With SVNPlot, now I have a way of converting Subversion logs into an SQLite database. Also Python have some excellent libraries for Network analysis. I am using NetworkX for analysis and Matplotlib for visualization. I think such analysis will be useful in
  1. In indentifying the key developers and their specific areas in the project.
  2. Key files (files which are involved in the code changes more frequently than others)
  3. Identify the clusters of related files (across directories and modules)
I think the results will be useful to software development companies as well especially for getting advance warning for problems and especially big projects in indentifying critical developers, planning the technology transfer during movement from people from one project to another etc. I see many exciting possibilities.

The initial results are interesting. I will put up the charts/analysis etc on my site in a few days time.

References and Interesting Articles/Links
  1. Introduction to Social Network Analysis (from
  2. Casestudies of Social Network Analysis (from
  3. Wikipedia page on Social Networks (Check the history of Social Network Analysis)
  4. Social Life of Routers (Computer networks as social networks)
  5. Finding Go-to People and Subject Matter Experts in Organization
  6. Predicting Defects using Network Analysis on Dependency Graphs – ICSE 2008
  7. Mining Software Archives (a special issue of IEEE magazine)

Wednesday, January 14, 2009

SVNPlot - my first opensource project

During the 1 week gap between the two jobs, I finally started an opensource project. The project is called in SVNPlot. It is inspired by the excellent StatSVN Subversion Statistics generation package.

SVNPlot generates graphs similar to StatSVN. The difference is in how the graphs are generated. SVNPlot generates these graphs in two steps. First it converts the Subversion logs into a 'sqlite3' database. Then it uses sql queries to extract the data from the database and then uses excellent Matplotlib plotting library to plot the graphs.
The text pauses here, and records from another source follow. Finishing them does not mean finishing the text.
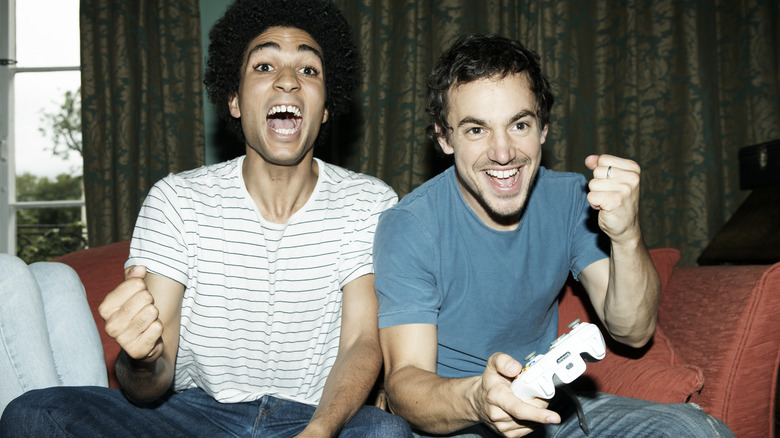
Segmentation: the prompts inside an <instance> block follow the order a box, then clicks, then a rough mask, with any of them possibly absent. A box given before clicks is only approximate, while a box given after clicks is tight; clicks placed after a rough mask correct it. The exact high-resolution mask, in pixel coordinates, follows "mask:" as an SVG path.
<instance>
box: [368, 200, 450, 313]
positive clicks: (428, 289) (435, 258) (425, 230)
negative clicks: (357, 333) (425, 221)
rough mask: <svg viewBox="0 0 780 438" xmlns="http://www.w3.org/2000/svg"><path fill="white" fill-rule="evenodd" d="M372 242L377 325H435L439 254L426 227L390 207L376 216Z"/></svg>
mask: <svg viewBox="0 0 780 438" xmlns="http://www.w3.org/2000/svg"><path fill="white" fill-rule="evenodd" d="M374 242H375V243H374V264H375V269H376V278H375V288H376V294H377V300H378V301H379V313H378V317H379V328H385V327H390V326H394V325H401V324H416V323H427V324H436V322H437V317H438V312H439V308H440V306H441V293H440V291H439V288H438V287H437V284H436V278H437V271H438V265H439V260H440V257H439V256H438V254H437V253H436V251H435V248H436V247H435V245H434V239H433V238H432V236H431V234H430V233H429V232H428V230H425V229H424V227H423V226H422V225H421V224H420V222H419V221H417V220H416V218H415V217H414V216H413V215H412V214H411V213H409V212H408V211H405V210H399V209H390V210H388V211H386V212H385V213H383V214H382V216H381V218H380V219H379V224H378V226H377V231H376V236H375V240H374Z"/></svg>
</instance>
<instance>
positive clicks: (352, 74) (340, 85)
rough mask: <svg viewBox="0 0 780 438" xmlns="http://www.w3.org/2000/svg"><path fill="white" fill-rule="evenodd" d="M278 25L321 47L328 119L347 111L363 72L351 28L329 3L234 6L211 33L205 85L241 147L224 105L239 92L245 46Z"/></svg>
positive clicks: (338, 10)
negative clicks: (315, 43)
mask: <svg viewBox="0 0 780 438" xmlns="http://www.w3.org/2000/svg"><path fill="white" fill-rule="evenodd" d="M277 26H279V27H292V28H296V29H301V30H303V31H306V32H308V33H309V35H311V37H312V38H314V40H315V41H316V42H317V44H319V45H320V47H321V48H322V52H323V53H322V57H323V69H324V74H325V108H326V109H327V110H328V120H333V119H335V118H338V116H341V115H343V114H345V113H346V112H348V111H349V108H350V104H351V101H352V97H353V92H354V89H355V86H356V85H357V83H358V80H359V78H360V76H361V74H362V71H363V65H362V62H361V60H360V55H359V53H358V50H357V47H356V46H355V43H354V41H353V40H352V33H351V30H350V27H349V24H348V23H347V20H346V19H345V18H344V16H343V15H342V14H341V12H340V11H339V10H338V9H337V8H336V6H335V5H334V4H333V2H332V1H331V0H273V1H270V0H236V1H234V2H233V3H232V4H231V5H230V6H229V7H228V9H227V11H225V15H223V16H222V18H220V19H219V20H218V21H217V22H216V23H215V24H214V27H213V28H212V29H211V31H210V32H209V39H210V40H211V43H210V44H209V49H208V60H207V61H206V71H205V73H204V80H203V83H204V84H205V86H206V91H207V92H208V97H209V100H210V101H211V102H212V104H214V106H215V107H216V109H217V113H218V114H219V117H220V118H221V119H222V120H224V121H225V123H226V125H227V127H228V130H229V131H230V133H231V134H233V135H235V136H236V137H237V138H238V139H239V140H240V141H241V143H242V144H243V143H245V141H246V140H245V138H244V131H243V130H242V129H241V120H240V119H236V118H234V117H232V116H231V115H230V110H229V107H228V102H229V100H230V98H231V97H232V96H234V95H235V94H236V93H238V86H239V83H240V81H241V71H242V68H243V62H244V54H245V52H246V50H247V48H248V45H249V43H250V42H252V40H253V39H254V38H256V37H257V36H258V35H260V34H261V33H263V32H265V31H266V30H267V29H268V28H271V27H277ZM321 137H323V135H322V132H320V135H319V136H318V138H321Z"/></svg>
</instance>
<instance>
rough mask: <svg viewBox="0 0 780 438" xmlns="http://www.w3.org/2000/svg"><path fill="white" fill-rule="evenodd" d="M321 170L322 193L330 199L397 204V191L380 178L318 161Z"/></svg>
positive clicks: (321, 160) (358, 201)
mask: <svg viewBox="0 0 780 438" xmlns="http://www.w3.org/2000/svg"><path fill="white" fill-rule="evenodd" d="M317 163H318V164H319V168H320V181H321V191H322V193H323V195H325V196H328V197H330V198H336V199H344V198H349V199H351V200H352V202H356V203H377V202H379V203H388V202H389V203H391V204H395V203H396V202H397V200H398V196H397V195H396V193H395V191H394V190H393V189H392V188H391V187H390V186H389V185H387V183H385V182H384V181H382V180H380V179H379V178H376V177H373V176H370V175H366V174H363V173H359V172H354V171H352V170H348V169H345V168H343V167H339V166H336V165H334V164H330V163H326V162H324V161H322V160H319V159H318V160H317Z"/></svg>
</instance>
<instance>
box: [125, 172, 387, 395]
mask: <svg viewBox="0 0 780 438" xmlns="http://www.w3.org/2000/svg"><path fill="white" fill-rule="evenodd" d="M242 163H243V157H240V158H237V159H235V160H232V161H228V162H226V163H220V164H217V165H212V166H207V167H202V168H199V169H195V170H192V171H188V172H182V173H180V174H177V175H169V176H167V177H166V178H164V179H163V180H161V181H160V182H158V183H157V184H155V186H154V187H153V188H152V190H151V191H150V192H149V195H148V196H147V198H146V200H145V202H144V205H143V207H142V209H141V212H140V214H139V217H138V221H137V224H136V229H135V232H134V235H133V240H132V243H131V250H130V256H131V257H130V259H129V260H128V265H129V264H140V265H145V266H147V268H148V269H149V271H150V272H154V273H157V274H160V275H164V276H166V277H168V278H171V279H174V280H176V281H178V282H180V283H182V284H184V285H185V292H184V299H183V303H182V315H181V327H180V336H179V352H178V355H177V362H176V375H175V382H174V384H175V389H176V390H183V389H185V388H189V387H192V386H198V387H200V388H203V389H204V390H205V391H206V392H208V393H209V394H211V395H212V396H214V397H215V398H216V399H217V400H219V401H221V402H242V401H249V400H255V399H257V398H260V397H261V396H263V395H274V396H278V397H283V398H286V399H291V400H295V401H300V402H303V403H309V404H317V403H318V402H319V399H320V397H321V394H322V388H323V386H324V384H325V379H326V378H327V376H328V373H329V371H330V368H331V367H332V366H333V363H334V361H335V359H336V355H337V353H338V345H339V344H338V339H339V332H340V328H341V299H342V296H341V288H342V287H343V286H344V285H345V284H347V283H349V282H350V281H352V280H353V279H355V278H357V277H360V276H362V275H365V274H370V273H373V260H372V246H373V235H374V229H375V227H376V222H377V220H378V217H379V214H380V213H381V212H382V211H384V210H385V209H387V208H389V207H390V206H392V205H393V204H395V202H396V201H397V197H396V195H395V193H394V192H393V191H392V189H391V188H390V187H389V186H387V185H386V184H384V183H383V182H381V181H380V180H378V179H376V178H373V177H369V176H366V175H361V174H357V173H354V172H351V171H348V170H346V169H342V168H339V167H337V166H333V165H330V164H327V163H324V162H322V161H319V160H318V164H319V170H320V172H319V179H318V182H317V185H316V187H315V190H314V192H313V194H312V195H311V197H310V199H309V200H308V202H307V203H306V204H305V205H304V207H303V208H301V210H299V211H298V212H296V213H295V214H294V215H293V216H292V217H291V218H290V220H289V221H288V223H286V224H272V223H269V222H267V221H265V220H264V219H263V218H262V216H261V215H260V213H259V211H258V210H257V208H256V206H255V205H254V203H253V201H252V200H251V198H250V197H249V194H248V192H247V191H246V188H245V185H244V181H243V178H242V175H241V165H242Z"/></svg>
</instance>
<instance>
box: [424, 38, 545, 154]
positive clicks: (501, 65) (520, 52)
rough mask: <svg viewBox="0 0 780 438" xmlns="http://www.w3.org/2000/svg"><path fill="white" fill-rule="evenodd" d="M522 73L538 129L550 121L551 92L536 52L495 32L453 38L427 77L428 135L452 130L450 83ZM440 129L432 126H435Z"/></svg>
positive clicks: (432, 138) (461, 82) (437, 135)
mask: <svg viewBox="0 0 780 438" xmlns="http://www.w3.org/2000/svg"><path fill="white" fill-rule="evenodd" d="M516 73H525V74H526V76H527V77H528V81H529V83H530V86H531V92H532V93H533V94H534V96H535V97H536V106H537V108H536V116H537V117H538V118H539V129H542V128H543V127H544V126H546V125H548V124H549V123H550V110H551V109H552V105H553V102H554V101H555V96H554V95H553V92H552V86H551V85H550V81H548V80H547V78H546V77H545V75H544V74H543V73H542V67H541V64H540V61H539V55H538V54H536V52H534V51H533V50H531V49H528V48H527V47H525V46H523V45H522V44H521V43H520V42H519V41H515V40H511V39H509V38H505V37H502V36H498V35H480V34H469V35H464V36H461V37H460V38H458V39H457V40H455V42H453V43H452V45H451V46H450V48H449V49H447V51H445V52H444V54H442V56H441V57H440V58H439V61H438V63H437V64H436V66H435V67H434V68H433V71H432V72H431V75H430V76H429V77H428V108H427V110H428V114H429V115H430V116H431V124H430V125H429V126H428V127H427V129H426V132H427V134H428V137H429V138H430V139H431V140H433V143H434V144H435V145H436V147H437V148H438V147H439V142H438V141H436V140H437V139H438V138H439V137H440V136H444V137H445V138H446V137H448V136H449V134H450V133H451V132H452V127H451V126H450V125H449V124H447V120H446V118H447V111H448V108H447V105H448V104H449V102H448V100H447V93H448V92H449V90H450V88H451V87H452V86H458V85H462V84H466V83H469V82H471V81H475V80H477V79H482V78H489V77H493V76H496V75H498V76H500V77H505V76H507V75H511V74H516ZM437 125H438V126H439V127H440V128H441V132H439V131H437V130H436V126H437Z"/></svg>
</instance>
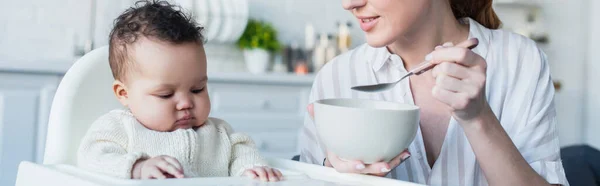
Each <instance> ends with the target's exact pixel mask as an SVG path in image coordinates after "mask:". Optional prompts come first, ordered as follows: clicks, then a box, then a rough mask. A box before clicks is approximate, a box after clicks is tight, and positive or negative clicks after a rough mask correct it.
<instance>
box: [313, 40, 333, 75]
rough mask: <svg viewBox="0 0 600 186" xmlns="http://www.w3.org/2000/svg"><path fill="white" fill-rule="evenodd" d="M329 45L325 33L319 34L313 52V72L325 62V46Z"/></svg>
mask: <svg viewBox="0 0 600 186" xmlns="http://www.w3.org/2000/svg"><path fill="white" fill-rule="evenodd" d="M328 47H329V39H328V38H327V34H324V33H322V34H320V35H319V43H318V44H317V46H316V47H315V49H314V52H313V62H314V63H313V69H314V71H315V72H317V71H319V70H320V69H321V67H323V65H325V63H326V62H327V56H326V55H327V48H328Z"/></svg>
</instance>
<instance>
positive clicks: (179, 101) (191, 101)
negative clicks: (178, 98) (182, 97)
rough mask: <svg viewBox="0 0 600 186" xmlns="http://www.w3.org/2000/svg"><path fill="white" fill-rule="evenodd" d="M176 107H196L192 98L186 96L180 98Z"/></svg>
mask: <svg viewBox="0 0 600 186" xmlns="http://www.w3.org/2000/svg"><path fill="white" fill-rule="evenodd" d="M176 107H177V110H186V109H191V108H194V102H192V99H190V98H184V99H181V100H179V102H178V103H177V106H176Z"/></svg>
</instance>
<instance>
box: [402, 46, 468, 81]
mask: <svg viewBox="0 0 600 186" xmlns="http://www.w3.org/2000/svg"><path fill="white" fill-rule="evenodd" d="M478 44H479V40H477V38H472V39H467V40H466V41H463V42H461V43H459V44H458V45H456V46H457V47H464V48H468V49H469V50H470V49H473V48H475V47H477V45H478ZM433 67H435V64H433V63H431V61H424V62H423V63H422V65H419V67H417V68H415V69H413V70H411V72H412V73H413V74H415V75H421V74H422V73H424V72H427V71H428V70H431V69H432V68H433Z"/></svg>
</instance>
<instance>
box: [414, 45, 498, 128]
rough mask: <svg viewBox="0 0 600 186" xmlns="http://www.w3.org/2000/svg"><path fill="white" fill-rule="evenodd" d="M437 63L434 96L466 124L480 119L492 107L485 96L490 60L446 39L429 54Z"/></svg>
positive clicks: (435, 68) (426, 58) (489, 110)
mask: <svg viewBox="0 0 600 186" xmlns="http://www.w3.org/2000/svg"><path fill="white" fill-rule="evenodd" d="M425 60H431V62H432V63H434V64H437V66H435V67H434V68H433V70H432V75H433V77H434V78H435V80H436V83H435V86H434V87H433V89H432V94H433V97H435V98H436V99H438V100H439V101H441V102H443V103H445V104H446V105H448V106H449V107H450V108H451V109H452V112H453V115H454V118H456V119H457V120H458V121H459V123H461V124H466V123H469V122H471V121H474V119H478V118H479V117H480V116H481V115H482V113H491V112H487V111H490V110H491V109H490V108H489V106H488V104H487V101H486V99H485V83H486V82H485V81H486V68H487V63H486V61H485V59H483V58H482V57H481V56H479V55H478V54H476V53H474V52H473V51H471V50H470V49H468V48H466V47H463V46H454V45H453V44H452V43H445V44H444V45H443V46H438V47H436V49H435V51H433V52H432V53H430V54H429V55H427V56H426V57H425Z"/></svg>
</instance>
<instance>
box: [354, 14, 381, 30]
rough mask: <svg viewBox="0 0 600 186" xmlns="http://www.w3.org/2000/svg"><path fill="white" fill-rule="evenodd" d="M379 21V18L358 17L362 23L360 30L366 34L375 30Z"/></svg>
mask: <svg viewBox="0 0 600 186" xmlns="http://www.w3.org/2000/svg"><path fill="white" fill-rule="evenodd" d="M378 21H379V16H374V17H358V22H359V23H360V29H362V30H363V31H365V32H368V31H369V30H371V29H373V27H375V25H376V24H377V22H378Z"/></svg>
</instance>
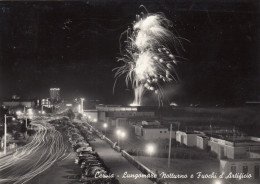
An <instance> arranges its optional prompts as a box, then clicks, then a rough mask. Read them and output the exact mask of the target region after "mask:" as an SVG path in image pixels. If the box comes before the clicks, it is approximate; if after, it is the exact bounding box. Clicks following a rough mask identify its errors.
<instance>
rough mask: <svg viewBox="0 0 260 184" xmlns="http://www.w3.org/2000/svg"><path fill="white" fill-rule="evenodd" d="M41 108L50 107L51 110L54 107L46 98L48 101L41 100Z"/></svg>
mask: <svg viewBox="0 0 260 184" xmlns="http://www.w3.org/2000/svg"><path fill="white" fill-rule="evenodd" d="M40 105H41V106H43V107H48V108H51V107H52V105H51V101H50V99H48V98H46V99H41V104H40Z"/></svg>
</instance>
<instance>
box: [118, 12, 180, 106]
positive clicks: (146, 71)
mask: <svg viewBox="0 0 260 184" xmlns="http://www.w3.org/2000/svg"><path fill="white" fill-rule="evenodd" d="M171 28H172V23H171V21H169V20H168V19H166V18H165V16H164V15H163V14H162V13H156V14H151V13H146V14H144V13H141V14H140V15H136V21H134V22H133V24H132V27H129V28H128V29H127V30H126V31H125V32H123V33H122V34H121V38H120V41H122V40H121V39H122V38H123V37H125V40H124V41H123V42H122V44H121V47H122V49H121V47H120V52H121V57H120V58H118V61H120V62H123V66H120V67H117V68H115V70H116V74H115V77H116V79H117V78H118V77H120V76H122V75H126V84H127V85H128V84H131V87H132V88H133V89H134V90H135V99H134V102H133V103H132V104H131V105H136V106H139V105H141V103H142V97H143V95H144V93H145V92H146V91H147V90H149V91H153V92H154V93H156V94H157V95H158V99H159V103H161V99H162V96H163V88H162V84H163V83H167V82H171V81H176V80H177V78H178V75H177V73H176V71H175V67H176V64H177V60H176V55H174V54H173V52H172V50H174V51H177V45H181V44H180V41H179V39H178V38H177V37H176V36H175V35H174V34H173V33H172V32H171V31H170V29H171Z"/></svg>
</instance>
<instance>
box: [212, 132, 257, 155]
mask: <svg viewBox="0 0 260 184" xmlns="http://www.w3.org/2000/svg"><path fill="white" fill-rule="evenodd" d="M209 146H210V149H211V151H212V152H214V153H216V154H217V155H218V158H220V159H221V158H227V159H239V158H247V157H248V152H253V151H259V150H260V142H258V141H256V138H253V137H236V138H233V140H230V139H227V140H224V139H219V138H213V137H211V138H210V141H209Z"/></svg>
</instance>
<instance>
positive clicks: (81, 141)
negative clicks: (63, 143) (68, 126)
mask: <svg viewBox="0 0 260 184" xmlns="http://www.w3.org/2000/svg"><path fill="white" fill-rule="evenodd" d="M67 135H68V137H69V141H70V143H71V145H72V148H73V149H74V151H75V152H76V158H75V164H78V165H79V167H80V168H81V169H82V174H81V179H80V181H81V182H83V183H93V182H95V183H100V184H101V183H106V184H110V183H111V184H112V183H113V184H114V183H115V180H114V177H113V174H111V173H110V172H109V169H108V168H107V167H106V166H105V164H104V162H103V161H102V160H101V159H100V157H99V156H98V154H97V153H96V152H95V151H94V149H93V148H92V147H91V145H90V144H89V142H90V141H94V140H95V139H94V135H93V132H92V131H91V130H89V129H88V128H87V127H84V126H83V125H78V126H77V127H70V128H69V129H68V132H67Z"/></svg>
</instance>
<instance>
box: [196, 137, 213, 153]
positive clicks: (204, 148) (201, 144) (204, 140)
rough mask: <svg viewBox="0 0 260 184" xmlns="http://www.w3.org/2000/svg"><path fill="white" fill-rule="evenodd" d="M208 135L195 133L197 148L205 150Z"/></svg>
mask: <svg viewBox="0 0 260 184" xmlns="http://www.w3.org/2000/svg"><path fill="white" fill-rule="evenodd" d="M209 139H210V138H209V137H208V136H206V135H197V148H199V149H202V150H206V149H207V148H208V147H209V146H208V142H209Z"/></svg>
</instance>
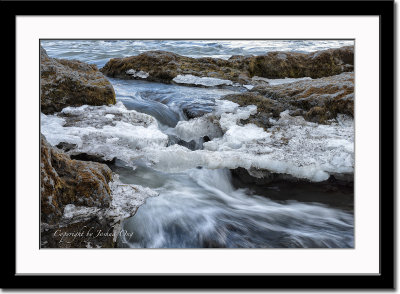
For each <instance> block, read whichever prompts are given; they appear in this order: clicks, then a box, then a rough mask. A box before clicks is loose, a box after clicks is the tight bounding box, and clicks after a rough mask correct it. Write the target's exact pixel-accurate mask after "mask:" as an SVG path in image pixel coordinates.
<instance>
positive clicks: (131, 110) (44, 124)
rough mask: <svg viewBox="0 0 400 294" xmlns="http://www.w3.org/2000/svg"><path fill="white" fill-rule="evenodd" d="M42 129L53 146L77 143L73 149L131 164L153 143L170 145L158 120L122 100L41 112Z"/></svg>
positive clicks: (139, 156) (162, 145)
mask: <svg viewBox="0 0 400 294" xmlns="http://www.w3.org/2000/svg"><path fill="white" fill-rule="evenodd" d="M41 123H42V125H41V132H42V133H43V135H45V137H46V138H47V141H48V142H49V143H50V144H52V145H57V144H58V143H60V142H66V143H71V144H75V145H76V148H75V149H73V152H81V153H88V154H93V155H98V156H101V157H103V158H104V159H105V160H112V159H113V158H115V157H117V158H119V159H121V160H124V161H125V162H127V163H129V162H131V161H132V160H134V159H136V158H138V157H140V156H141V153H140V152H139V151H138V150H140V149H142V148H144V147H149V146H159V147H160V146H166V144H167V141H168V136H167V135H165V134H163V133H162V132H161V131H160V130H159V129H158V123H157V121H156V120H155V119H154V118H153V117H151V116H149V115H147V114H143V113H139V112H137V111H135V110H127V109H126V108H125V106H124V105H123V104H122V102H118V103H117V104H116V105H110V106H88V105H84V106H81V107H67V108H64V109H63V110H62V112H60V113H58V114H55V115H44V114H41Z"/></svg>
I believe using SQL queries to query the necessary data is resulting great flexibility in data extraction. Also since the sqlite3 is quite fast, it is possible to generate these graphs on demand.

As tribute to python and author of Python-Guido van Rossum, I have generated the graphs for Rietveld project. Check it out here

is hosted on Google code ( and licensed under New BSD license. For information on installation and usage, check the introduction page here

I am using python to implement SVNPlot. I am a novice to python. Hence any suggestions to improvement are welcome.